Another man might have assumed, correctly, that launching a campaign of insult and insinuation against two billionaires would result in renewed attention to his own finances. Not Harry Reid. The Senate Democratic leader since 2005, and the Senate majority leader since 2007, is not one to reflect before speaking. His mouth runs far ahead of his brain.
In recent years Reid has declared an American war “lost” while our troops still fought overseas; praised President Obama for his “light” skin and “no Negro dialect, unless he wanted to have one”; asserted falsely and without evidence that Mitt Romney had not paid any taxes for a decade; and said “Why would we want to do that?” when asked if he would fund cancer research during the government shutdown.
Now, with his majority in danger, his president unpopular, his floor agendaobstructed by members of his own caucus, Reid thrashes about uncontrollably.

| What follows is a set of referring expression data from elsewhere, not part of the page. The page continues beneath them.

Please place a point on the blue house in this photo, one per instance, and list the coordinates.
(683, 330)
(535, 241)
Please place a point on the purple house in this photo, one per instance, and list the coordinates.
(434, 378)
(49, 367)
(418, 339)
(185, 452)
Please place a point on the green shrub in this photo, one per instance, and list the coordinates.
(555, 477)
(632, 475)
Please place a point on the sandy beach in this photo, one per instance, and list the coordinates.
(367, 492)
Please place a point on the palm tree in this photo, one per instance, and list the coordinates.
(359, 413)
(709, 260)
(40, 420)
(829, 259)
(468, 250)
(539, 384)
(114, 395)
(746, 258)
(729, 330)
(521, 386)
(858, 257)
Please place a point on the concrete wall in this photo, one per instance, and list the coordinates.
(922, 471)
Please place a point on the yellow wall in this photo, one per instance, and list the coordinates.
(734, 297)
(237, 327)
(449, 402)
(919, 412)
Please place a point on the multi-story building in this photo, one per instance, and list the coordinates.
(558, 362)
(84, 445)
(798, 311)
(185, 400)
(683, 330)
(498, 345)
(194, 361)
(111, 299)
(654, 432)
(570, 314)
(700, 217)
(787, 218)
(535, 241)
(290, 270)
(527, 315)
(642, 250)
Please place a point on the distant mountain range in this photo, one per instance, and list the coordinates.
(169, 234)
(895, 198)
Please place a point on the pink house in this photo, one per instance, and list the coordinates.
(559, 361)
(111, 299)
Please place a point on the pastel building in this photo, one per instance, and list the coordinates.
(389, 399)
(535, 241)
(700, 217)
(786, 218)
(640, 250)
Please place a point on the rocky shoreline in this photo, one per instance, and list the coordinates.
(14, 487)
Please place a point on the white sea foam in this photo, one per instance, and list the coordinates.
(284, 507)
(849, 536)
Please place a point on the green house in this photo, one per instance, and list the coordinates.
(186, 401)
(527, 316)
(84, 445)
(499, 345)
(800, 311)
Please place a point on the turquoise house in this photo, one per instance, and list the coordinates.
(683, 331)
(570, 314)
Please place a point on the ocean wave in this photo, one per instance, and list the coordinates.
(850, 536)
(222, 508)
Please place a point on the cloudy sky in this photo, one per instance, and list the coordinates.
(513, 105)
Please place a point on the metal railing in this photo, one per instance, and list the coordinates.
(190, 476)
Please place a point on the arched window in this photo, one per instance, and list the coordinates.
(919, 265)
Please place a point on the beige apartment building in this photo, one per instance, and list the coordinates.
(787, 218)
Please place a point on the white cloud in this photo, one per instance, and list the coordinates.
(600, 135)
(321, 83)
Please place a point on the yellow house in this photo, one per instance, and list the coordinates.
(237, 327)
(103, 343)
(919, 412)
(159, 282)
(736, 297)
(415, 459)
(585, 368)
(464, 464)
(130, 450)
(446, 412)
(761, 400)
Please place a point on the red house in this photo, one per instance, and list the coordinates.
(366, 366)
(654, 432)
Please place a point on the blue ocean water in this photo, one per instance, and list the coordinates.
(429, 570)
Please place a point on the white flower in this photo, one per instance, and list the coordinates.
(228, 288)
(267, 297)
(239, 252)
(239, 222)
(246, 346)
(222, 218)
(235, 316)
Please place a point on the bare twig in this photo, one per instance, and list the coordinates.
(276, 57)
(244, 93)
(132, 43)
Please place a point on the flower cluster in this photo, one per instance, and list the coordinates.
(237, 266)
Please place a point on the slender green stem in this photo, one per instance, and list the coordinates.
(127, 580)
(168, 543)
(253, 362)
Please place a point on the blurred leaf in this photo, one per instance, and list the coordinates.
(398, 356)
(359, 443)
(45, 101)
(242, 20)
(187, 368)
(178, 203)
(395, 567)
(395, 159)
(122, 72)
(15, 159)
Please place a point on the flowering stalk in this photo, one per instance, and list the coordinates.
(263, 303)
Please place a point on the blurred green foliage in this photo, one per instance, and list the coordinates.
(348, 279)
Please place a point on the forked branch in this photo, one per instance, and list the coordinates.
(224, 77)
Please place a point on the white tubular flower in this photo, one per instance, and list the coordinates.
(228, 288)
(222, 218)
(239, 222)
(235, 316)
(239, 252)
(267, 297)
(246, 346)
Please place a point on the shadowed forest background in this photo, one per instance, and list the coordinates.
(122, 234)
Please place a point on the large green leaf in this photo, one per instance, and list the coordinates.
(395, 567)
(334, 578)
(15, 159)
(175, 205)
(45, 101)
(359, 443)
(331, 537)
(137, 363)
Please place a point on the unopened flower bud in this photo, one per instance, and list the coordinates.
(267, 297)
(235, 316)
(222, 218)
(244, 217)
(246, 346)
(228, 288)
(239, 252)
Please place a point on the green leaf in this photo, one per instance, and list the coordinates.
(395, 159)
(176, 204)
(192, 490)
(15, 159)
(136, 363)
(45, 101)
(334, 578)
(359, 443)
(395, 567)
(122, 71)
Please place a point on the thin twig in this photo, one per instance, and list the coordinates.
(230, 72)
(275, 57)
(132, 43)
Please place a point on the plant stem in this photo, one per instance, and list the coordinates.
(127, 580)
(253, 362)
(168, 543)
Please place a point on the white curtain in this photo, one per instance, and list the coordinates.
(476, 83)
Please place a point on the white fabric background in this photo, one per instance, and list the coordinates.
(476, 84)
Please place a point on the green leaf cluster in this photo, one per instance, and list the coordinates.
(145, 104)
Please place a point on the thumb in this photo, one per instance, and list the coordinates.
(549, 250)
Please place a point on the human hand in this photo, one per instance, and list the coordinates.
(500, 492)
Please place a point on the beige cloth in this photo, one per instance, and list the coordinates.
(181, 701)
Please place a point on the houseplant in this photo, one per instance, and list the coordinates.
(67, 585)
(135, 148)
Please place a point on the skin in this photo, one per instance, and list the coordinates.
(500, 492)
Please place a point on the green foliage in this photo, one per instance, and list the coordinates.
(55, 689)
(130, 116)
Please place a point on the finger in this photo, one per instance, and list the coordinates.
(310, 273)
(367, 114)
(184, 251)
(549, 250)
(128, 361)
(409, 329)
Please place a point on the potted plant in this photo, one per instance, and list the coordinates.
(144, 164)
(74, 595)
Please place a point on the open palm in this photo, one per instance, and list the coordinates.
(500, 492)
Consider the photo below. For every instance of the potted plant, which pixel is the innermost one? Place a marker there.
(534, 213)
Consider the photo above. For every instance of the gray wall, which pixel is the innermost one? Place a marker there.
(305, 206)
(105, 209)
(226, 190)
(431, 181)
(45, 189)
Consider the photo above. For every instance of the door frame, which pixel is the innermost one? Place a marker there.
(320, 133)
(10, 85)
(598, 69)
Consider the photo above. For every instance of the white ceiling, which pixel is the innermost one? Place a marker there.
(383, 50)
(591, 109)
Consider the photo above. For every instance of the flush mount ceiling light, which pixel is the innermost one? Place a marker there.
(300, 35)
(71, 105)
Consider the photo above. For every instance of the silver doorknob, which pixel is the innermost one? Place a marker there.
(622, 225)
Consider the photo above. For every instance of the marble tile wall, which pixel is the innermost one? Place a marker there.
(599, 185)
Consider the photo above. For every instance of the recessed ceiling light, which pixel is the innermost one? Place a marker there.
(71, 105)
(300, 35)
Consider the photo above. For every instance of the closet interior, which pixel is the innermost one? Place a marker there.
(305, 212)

He calls Obamacare horror stories “untrue.” He says Obamacare numbers are not as high as projected because Americans “are not educated on how to use the Internet.” His Senate Majority PAC launches a $3 million ad campaign tying Republican candidates to two men most Americans have never heard of, two men who, funnily enough, are more popular than Reid.
From the floor of the Senate Reid says these two men, Charles and David Koch, are “un-American,” are trying “to buy America.” Without the terrible specter of the Koch brothers Harry Reid would be disarmed. He has no issue for his Democratic Senators to run on; the minimum wage and climate change are not enough. Nor has he another means of inspiring donors to open their checkbooks. He only has fear, fear of the Kochs, fear of extractive industry, fear of the portion of the elite that favors economic freedom. The Koch brothers, Reid says, “rig the system to benefit themselves.” He should know.